Q&A 1 How do you read the dataset from the data/ folder before deployment?
1.1 Explanation
Before deploying any machine learning model, it’s essential to understand the data it was trained on. This step helps ensure consistent preprocessing, reproducibility, and seamless integration across tools.
In the CDI deployment pipeline, we assume that cleaned and prepared data (like Titanic or Iris datasets) is stored in a data/ folder at the project root. This structure allows for organized workflows and compatibility with scripts and APIs.

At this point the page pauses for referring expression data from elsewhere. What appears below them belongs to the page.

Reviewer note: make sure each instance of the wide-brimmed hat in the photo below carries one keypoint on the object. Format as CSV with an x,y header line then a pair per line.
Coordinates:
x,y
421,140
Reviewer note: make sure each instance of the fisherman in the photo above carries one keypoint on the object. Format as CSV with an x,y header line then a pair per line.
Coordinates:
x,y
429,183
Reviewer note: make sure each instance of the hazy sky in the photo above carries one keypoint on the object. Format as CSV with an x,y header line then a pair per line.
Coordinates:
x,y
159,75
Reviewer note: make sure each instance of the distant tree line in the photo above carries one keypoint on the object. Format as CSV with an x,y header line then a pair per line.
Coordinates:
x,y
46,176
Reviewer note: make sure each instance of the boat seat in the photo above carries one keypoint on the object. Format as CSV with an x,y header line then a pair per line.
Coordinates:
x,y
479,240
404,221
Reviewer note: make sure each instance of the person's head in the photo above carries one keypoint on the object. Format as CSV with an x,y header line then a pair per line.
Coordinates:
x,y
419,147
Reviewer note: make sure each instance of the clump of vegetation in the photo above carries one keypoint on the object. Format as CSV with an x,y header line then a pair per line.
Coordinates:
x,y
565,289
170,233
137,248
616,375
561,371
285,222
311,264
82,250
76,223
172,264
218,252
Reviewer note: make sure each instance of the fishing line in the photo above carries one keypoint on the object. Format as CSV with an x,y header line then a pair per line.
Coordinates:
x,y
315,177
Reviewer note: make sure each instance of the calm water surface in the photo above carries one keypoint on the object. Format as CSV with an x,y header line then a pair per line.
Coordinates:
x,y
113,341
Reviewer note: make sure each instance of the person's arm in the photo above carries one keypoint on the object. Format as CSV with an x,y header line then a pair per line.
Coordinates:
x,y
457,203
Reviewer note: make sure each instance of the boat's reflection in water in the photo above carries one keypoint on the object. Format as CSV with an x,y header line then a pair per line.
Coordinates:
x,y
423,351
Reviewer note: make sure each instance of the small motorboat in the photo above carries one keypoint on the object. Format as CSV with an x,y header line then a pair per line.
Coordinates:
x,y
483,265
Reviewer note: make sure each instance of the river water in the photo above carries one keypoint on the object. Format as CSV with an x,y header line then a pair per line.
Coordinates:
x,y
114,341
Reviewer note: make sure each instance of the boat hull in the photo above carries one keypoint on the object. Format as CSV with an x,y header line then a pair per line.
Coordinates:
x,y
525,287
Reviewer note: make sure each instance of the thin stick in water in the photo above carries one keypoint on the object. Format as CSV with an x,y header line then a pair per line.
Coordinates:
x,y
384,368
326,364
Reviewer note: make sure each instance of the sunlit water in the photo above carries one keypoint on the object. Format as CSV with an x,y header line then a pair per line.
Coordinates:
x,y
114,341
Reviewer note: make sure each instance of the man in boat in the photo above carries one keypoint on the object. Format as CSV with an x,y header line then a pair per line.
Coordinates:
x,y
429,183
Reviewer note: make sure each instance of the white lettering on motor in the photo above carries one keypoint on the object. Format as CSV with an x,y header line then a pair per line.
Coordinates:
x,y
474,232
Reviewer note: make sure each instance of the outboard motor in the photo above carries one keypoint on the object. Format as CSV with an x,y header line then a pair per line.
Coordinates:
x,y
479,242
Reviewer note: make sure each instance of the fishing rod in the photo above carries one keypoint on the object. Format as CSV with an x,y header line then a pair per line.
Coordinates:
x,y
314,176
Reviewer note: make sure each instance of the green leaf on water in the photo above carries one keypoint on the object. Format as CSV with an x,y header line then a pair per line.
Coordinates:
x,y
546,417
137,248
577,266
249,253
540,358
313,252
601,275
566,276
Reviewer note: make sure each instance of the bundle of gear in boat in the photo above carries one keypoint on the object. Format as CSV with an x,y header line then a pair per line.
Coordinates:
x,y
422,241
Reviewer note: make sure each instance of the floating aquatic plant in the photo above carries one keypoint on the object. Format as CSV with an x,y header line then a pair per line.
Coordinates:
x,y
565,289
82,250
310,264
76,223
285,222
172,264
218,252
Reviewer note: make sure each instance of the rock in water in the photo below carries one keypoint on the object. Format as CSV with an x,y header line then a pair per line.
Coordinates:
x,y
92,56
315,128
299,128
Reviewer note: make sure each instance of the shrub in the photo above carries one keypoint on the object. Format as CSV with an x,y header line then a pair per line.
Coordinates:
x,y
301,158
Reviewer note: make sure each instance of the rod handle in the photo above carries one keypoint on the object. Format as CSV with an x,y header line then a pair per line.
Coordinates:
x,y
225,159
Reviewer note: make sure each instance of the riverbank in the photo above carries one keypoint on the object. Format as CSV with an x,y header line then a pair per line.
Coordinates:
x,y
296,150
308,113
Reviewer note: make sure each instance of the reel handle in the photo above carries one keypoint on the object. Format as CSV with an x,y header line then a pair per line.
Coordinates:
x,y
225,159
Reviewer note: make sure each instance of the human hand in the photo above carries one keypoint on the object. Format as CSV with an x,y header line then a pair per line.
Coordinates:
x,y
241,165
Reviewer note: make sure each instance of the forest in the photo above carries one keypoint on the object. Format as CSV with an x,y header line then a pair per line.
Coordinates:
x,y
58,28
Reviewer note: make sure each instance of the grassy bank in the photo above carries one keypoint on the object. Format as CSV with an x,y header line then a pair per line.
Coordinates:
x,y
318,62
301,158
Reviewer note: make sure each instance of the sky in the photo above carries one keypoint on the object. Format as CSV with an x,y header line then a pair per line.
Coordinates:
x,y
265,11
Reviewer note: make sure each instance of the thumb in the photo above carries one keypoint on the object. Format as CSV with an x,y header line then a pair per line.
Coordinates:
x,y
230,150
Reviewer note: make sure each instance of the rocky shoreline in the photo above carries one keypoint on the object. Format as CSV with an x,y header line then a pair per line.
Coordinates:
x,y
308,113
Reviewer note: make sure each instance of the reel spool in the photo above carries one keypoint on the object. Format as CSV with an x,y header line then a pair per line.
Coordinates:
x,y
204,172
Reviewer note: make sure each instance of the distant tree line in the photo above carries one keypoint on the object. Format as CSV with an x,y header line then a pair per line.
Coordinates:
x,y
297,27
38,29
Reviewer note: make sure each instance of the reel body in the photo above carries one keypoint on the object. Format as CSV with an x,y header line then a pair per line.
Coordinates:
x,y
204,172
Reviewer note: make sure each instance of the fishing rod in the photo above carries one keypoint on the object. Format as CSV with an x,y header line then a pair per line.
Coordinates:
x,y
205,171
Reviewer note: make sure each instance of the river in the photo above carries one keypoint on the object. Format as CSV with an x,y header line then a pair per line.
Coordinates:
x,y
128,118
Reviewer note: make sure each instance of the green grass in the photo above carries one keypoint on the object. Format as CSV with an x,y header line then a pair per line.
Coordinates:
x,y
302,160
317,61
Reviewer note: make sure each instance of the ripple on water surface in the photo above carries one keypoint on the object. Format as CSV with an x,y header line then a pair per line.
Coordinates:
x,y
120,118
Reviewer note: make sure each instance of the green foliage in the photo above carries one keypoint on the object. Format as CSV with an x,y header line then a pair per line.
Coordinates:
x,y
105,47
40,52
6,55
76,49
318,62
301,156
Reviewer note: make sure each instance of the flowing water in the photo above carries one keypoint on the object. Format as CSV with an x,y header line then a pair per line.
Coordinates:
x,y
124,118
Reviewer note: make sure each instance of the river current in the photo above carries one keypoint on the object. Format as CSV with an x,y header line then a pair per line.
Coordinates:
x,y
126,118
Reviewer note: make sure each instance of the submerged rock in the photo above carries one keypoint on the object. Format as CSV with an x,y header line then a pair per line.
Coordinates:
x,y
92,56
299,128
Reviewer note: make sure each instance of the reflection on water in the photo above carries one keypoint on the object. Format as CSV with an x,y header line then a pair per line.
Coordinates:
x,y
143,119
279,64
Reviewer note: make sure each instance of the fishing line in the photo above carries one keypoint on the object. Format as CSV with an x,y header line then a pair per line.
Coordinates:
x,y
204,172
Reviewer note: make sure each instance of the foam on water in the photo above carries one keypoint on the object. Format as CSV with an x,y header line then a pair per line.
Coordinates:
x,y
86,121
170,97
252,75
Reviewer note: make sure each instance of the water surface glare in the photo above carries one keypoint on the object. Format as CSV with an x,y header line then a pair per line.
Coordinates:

We’ll demonstrate how to read a typical dataset using both Python and R, preparing it for evaluation or serving.
1.2 Python Code
import pandas as pd
# Load the Titanic dataset
df = pd.read_csv("data/titanic.csv")
# Preview the first few rows
print(df.head()) PassengerId Survived Pclass \
0 1 0 3
1 2 1 1
2 3 1 3
3 4 1 1
4 5 0 3
Name Sex Age SibSp \
0 Braund, Mr. Owen Harris male 22.0 1
1 Cumings, Mrs. John Bradley (Florence Briggs Th... female 38.0 1
2 Heikkinen, Miss. Laina female 26.0 0
3 Futrelle, Mrs. Jacques Heath (Lily May Peel) female 35.0 1
4 Allen, Mr. William Henry male 35.0 0
Parch Ticket Fare Cabin Embarked
0 0 A/5 21171 7.2500 NaN S
1 0 PC 17599 71.2833 C85 C
2 0 STON/O2. 3101282 7.9250 NaN S
3 0 113803 53.1000 C123 S
4 0 373450 8.0500 NaN S
1.3 R Code
library(readr)
# Load the Titanic dataset
df <- read_csv("data/titanic.csv")
# Preview the first few rows
head(df)# A tibble: 6 × 12
PassengerId Survived Pclass Name Sex Age SibSp Parch Ticket Fare Cabin
<dbl> <dbl> <dbl> <chr> <chr> <dbl> <dbl> <dbl> <chr> <dbl> <chr>
1 1 0 3 Braund… male 22 1 0 A/5 2… 7.25 <NA>
2 2 1 1 Cuming… fema… 38 1 0 PC 17… 71.3 C85
3 3 1 3 Heikki… fema… 26 0 0 STON/… 7.92 <NA>
4 4 1 1 Futrel… fema… 35 1 0 113803 53.1 C123
5 5 0 3 Allen,… male 35 0 0 373450 8.05 <NA>
6 6 0 3 Moran,… male NA 0 0 330877 8.46 <NA>
# ℹ 1 more variable: Embarked <chr>
✅ Takeaway: Store your datasets in a consistent data/ directory and load them early to ensure your models, APIs, and frontends share the same input structure.